Quem declara cherem seu filho e sua filha, seu escravo e sua escrava hebreus, e seu campo comprado — não são cherem, pois uma pessoa não declara cherem algo que não é seu. Sacerdotes e levitas não declaram cherem — palavras de Rabi Yehuda. Rabi Shimon diz: Os sacerdotes não declaram cherem, pois os cherem são deles. Os levitas declaram cherem, pois os cherem não são deles. Disse Rabi: Parecem corretas as palavras de Rabi Yehuda quanto às terras, pois está dito: “pois é posse perpétua deles”; e as palavras de Rabi Shimon quanto aos bens móveis, pois os cherem não são deles.

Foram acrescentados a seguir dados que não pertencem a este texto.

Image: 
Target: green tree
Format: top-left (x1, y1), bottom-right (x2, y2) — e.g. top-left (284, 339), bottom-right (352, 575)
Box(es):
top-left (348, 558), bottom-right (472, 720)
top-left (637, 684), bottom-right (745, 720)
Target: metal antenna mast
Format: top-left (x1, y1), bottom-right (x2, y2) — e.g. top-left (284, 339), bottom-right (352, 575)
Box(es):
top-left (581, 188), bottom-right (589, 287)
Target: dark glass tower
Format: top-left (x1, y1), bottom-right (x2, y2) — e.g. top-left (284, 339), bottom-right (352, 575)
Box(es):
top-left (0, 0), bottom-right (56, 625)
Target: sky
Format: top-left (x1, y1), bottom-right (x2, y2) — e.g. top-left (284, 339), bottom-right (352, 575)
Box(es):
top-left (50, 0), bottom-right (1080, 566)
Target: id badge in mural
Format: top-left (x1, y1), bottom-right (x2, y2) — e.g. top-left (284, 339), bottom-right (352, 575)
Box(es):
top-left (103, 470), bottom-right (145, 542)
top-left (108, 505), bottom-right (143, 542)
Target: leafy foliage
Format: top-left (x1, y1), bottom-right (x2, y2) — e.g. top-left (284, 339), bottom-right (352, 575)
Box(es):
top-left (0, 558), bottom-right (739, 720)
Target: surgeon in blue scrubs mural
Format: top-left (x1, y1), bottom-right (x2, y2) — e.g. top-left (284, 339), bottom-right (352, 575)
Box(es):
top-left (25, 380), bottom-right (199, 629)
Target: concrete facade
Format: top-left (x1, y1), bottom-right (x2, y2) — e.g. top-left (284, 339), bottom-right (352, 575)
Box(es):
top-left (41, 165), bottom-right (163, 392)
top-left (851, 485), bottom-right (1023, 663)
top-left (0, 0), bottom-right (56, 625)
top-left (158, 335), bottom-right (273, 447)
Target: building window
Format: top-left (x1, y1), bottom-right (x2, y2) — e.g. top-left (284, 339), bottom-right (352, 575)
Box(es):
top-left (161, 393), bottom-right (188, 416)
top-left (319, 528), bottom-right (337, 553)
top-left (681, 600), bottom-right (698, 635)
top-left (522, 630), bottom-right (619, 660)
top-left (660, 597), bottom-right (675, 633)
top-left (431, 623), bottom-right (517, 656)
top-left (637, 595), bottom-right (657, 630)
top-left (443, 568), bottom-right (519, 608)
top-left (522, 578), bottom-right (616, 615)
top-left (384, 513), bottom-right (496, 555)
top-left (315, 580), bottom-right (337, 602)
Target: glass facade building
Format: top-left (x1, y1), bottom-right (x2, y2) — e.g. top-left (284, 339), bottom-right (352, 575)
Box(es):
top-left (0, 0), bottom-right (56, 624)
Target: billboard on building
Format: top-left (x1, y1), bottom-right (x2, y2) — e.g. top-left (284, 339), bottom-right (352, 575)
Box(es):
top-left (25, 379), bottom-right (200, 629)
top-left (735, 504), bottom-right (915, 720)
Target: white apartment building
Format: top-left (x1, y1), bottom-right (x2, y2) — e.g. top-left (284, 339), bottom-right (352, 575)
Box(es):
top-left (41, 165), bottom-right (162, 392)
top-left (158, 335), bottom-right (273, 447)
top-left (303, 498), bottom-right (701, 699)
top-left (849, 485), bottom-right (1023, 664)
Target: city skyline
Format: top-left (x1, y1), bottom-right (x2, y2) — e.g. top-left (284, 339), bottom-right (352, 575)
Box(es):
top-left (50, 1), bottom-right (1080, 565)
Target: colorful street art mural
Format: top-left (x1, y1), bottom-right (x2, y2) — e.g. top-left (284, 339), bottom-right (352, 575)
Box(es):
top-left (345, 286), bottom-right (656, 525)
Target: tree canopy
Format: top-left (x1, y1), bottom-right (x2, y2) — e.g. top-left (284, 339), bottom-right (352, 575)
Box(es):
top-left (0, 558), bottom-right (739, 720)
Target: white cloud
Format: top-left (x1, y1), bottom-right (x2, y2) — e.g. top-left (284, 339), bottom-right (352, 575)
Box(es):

— A mishná lista uma série de bens que não podem ser validamente declarados cherem, todos unidos por um único princípio: ninguém pode consagrar aquilo que não lhe pertence de forma plena e irrestrita. O filho e a filha não pertencem ao pai de modo absoluto — especialmente a filha, que ele tem apenas autoridade limitada e temporária de vender enquanto menor, mas não depois. O escravo e a escrava hebreus pertencem ao seu dono apenas por um período determinado, terminando com a alforria compulsória no sétimo ano ou no Jubileu. E o campo comprado pertence ao seu dono apenas até o próximo Jubileu, quando retornará ao vendedor original. Sobre nenhum desses o dono tem controle absoluto e perpétuo, e por isso sua declaração de cherem não produz efeito. A mishná passa então a uma disputa específica sobre sacerdotes e levitas: Rabi Yehuda sustenta que nenhum dos dois pode declarar cherem seus próprios bens. Rabi Shimon distingue: os sacerdotes não podem, porque todo cherem genérico lhes pertence por direito — de modo que consagrar seus próprios bens como cherem não teria sentido prático, já que o bem simplesmente permaneceria com eles; mas os levitas podem, pois o cherem não lhes pertence, sendo destinado aos sacerdotes. Rabi, por fim, propõe uma síntese: reconhece a posição de Rabi Yehuda como correta em relação a terras — pois a Torá afirma explicitamente que a terra dos levitas é sua posse perpétua, inalienável mesmo por eles mesmos — mas aceita a posição de Rabi Shimon em relação a bens móveis, sobre os quais essa restrição perpétua não se aplica.
Rambam explica a base da disputa entre Rabi Yehuda e Rabi Shimon: Rabi Yehuda faz uma analogia entre bens móveis e o campo de herança, apoiado na justaposição das expressões no próprio versículo — “de tudo o que possui, de homem e de animal e de seu campo de herança” — concluindo que, assim como levitas não podem declarar cherem terra, também não podem fazê-lo com bens móveis. Rabi Shimon rejeita essa analogia, permitindo aos levitas consagrar seus bens móveis. Rambam interpreta a posição final de Rabi como uma concordância parcial com Rabi Yehuda apenas quanto às terras, e conclui que a halachá não segue Rabi Yehuda.
Bartenura esclarece que, embora o pai possa vender sua filha menor como escrava, ele já não tem essa autoridade sobre ela quando se torna moça — por isso ela não lhe pertence de modo absoluto, e não pode ser declarada cherem. Sobre os sacerdotes, explica a partir do versículo “todo cherem em Israel será teu”: já que o cherem genérico pertence de qualquer forma aos sacerdotes, não há vantagem alguma em declarar cherem seus próprios bens — o próprio sacerdote os adquiriria de volta, sem repassá-los a outro sacerdote. E interpreta a formulação final de Rabi como uma concordância matizada: Rabi Shimon concorda com Rabi Yehuda quanto às terras, mas discorda quanto aos bens móveis. E conclui que, justamente por Rabi ter se dado ao trabalho de especificar em que ponto Rabi Shimon concorda e em que ponto discorda, isso indica que a halachá segue Rabi Shimon.
Rashi explica que a razão pela qual os sacerdotes não declaram cherem seus próprios bens é que qualquer cherem genérico já lhes pertence por direito bíblico — de modo que, se um sacerdote consagrasse seus próprios bens, ele mesmo os adquiriria de volta, sem qualquer transferência real a outro sacerdote. Sobre os levitas, esclarece que, como o cherem não lhes pertence, se declarassem cherem seus bens móveis, a consagração seria plenamente válida e os bens passariam de fato aos sacerdotes. E sobre a formulação de Rabi, Rashi observa que, justamente por ele ter precisado especificar que as palavras de Rabi Shimon “parecem corretas” especificamente quanto a bens móveis, isso implica que, quanto às terras, Rabi Shimon de fato discorda — concordando ali com Rabi Yehuda.